Pairwise Comparisons Using emmeans in Mixed Three-Way Interactions

interactionlme4-nlmemixed modelmultiple-comparisonsr

I have a rookie question about emmeans in R.

I fit a complex model using lmer() with the following variables:

  • A: a binary categorical predictor, within-subject
  • B: a binary categorical predictor, within-subject
  • C: a categorical predictor with 4 levels, between-subject
  • X & Y: control variables of no interest, one categorical, one continuous.

The model is as follows:

fit1 <- lmer(rt ~ 1 + A*B*C + X + Y + (1+A*B|Subject))

Now I'm mostly interested in how the A*B interaction differs across different levels of C (i.e., is the interaction different across the four groups I have). I was trying to use emmeans to get to the bottom of this, and I have found some very useful threads here on CrossValidated, but I cannot seem to find one that I can generalize easily to my case.

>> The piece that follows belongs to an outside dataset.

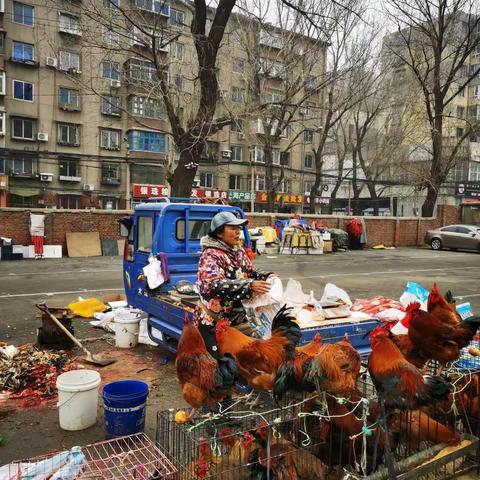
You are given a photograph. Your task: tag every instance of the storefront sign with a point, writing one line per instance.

Here's what I did: I created a new model with an interaction term (AB = A*B).

fit1b <- lmer(rt ~ 1 + A*C + B*C + AB*C + X + Y + (1+A*B|Subject))

Then used emmeans like this:

emms <-  emmeans(fit1b, ~ AB*C)
contrast(emms, interaction = "pairwise")

This results in an output that seems to make sense, however, I'm really uncertain about whether this setup makes any sense to begin with. Essentially my goal is to be able to determine whether the A*B interaction in greater in group x compared to group y, while controlling for all the other stuff in the model.

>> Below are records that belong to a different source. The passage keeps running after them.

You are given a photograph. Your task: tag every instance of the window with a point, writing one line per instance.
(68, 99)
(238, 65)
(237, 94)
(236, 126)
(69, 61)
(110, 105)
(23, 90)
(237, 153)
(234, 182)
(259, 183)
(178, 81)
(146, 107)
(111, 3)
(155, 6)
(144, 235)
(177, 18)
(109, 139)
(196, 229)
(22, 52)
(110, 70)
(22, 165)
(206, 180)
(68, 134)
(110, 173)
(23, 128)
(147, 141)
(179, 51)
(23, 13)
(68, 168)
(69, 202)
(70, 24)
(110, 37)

Is this a good way of doing this? Is there an easier/nicer way to do this?

EDIT: I created a simulated data set – here it is: https://osf.io/4cr8x
A is actually congruency in a conflict task, and B is previous trial congruency that's why the first trials have no value in that column. C is the group variable, just like in the example above. X and Y are the controls, with X being trial number and Y being sex.

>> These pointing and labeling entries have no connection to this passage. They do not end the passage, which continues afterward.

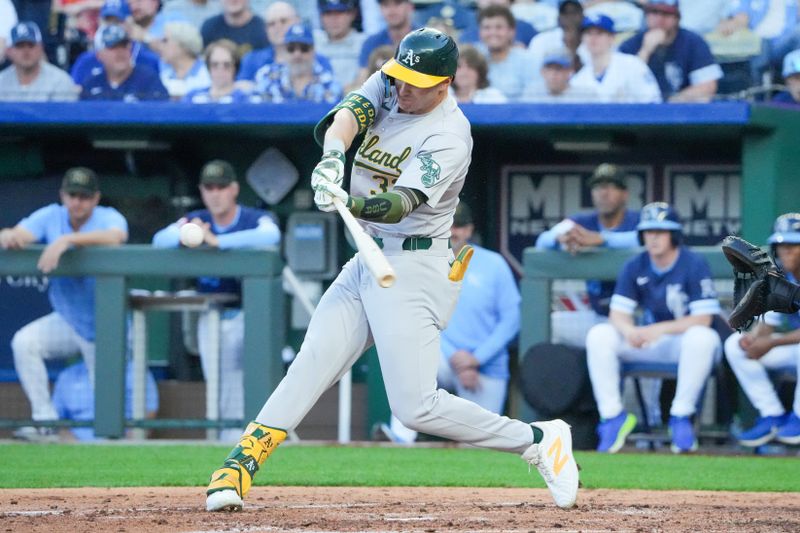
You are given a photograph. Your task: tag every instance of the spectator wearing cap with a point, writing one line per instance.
(474, 361)
(338, 40)
(222, 60)
(509, 65)
(471, 84)
(112, 12)
(30, 77)
(555, 87)
(566, 35)
(397, 15)
(237, 23)
(523, 30)
(182, 69)
(8, 19)
(610, 76)
(227, 225)
(610, 225)
(70, 329)
(194, 11)
(302, 78)
(278, 16)
(777, 22)
(680, 60)
(791, 78)
(121, 79)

EDIT 2: And here's the exact code I ran on the simulated data:

library(lme4)
library(lmerTest)
library(emmeans)


Data <- read.csv("simdat.csv",header=TRUE, sep=",", na.strings="-999", dec=".", strip.white=TRUE)

Data$A <- as.factor(Data$A)
Data$B <- as.factor(Data$B)
Data$C <- as.factor(Data$C)
Data$Y <- as.factor(Data$Y)
Data$Subject <- as.factor(Data$subject)

fit1 <- lmer(rt ~ 1 + A*B*C + X + Y + (1|Subject), data = Data, verbose = 0, REML = F) #I simplified the random structure as the original wouldn't converge with the simulated data

interaction_term <- (as.numeric(levels(Data$A))[Data$A])*(as.numeric(levels(Data$B))[Data$B])
Data$AB <- as.factor(interaction_term) 

fit2 <- lmer(rt ~ 1 + A*C + B*C + AB*C + X + Y + (1|Subject), data = Data, verbose = 0, REML = F)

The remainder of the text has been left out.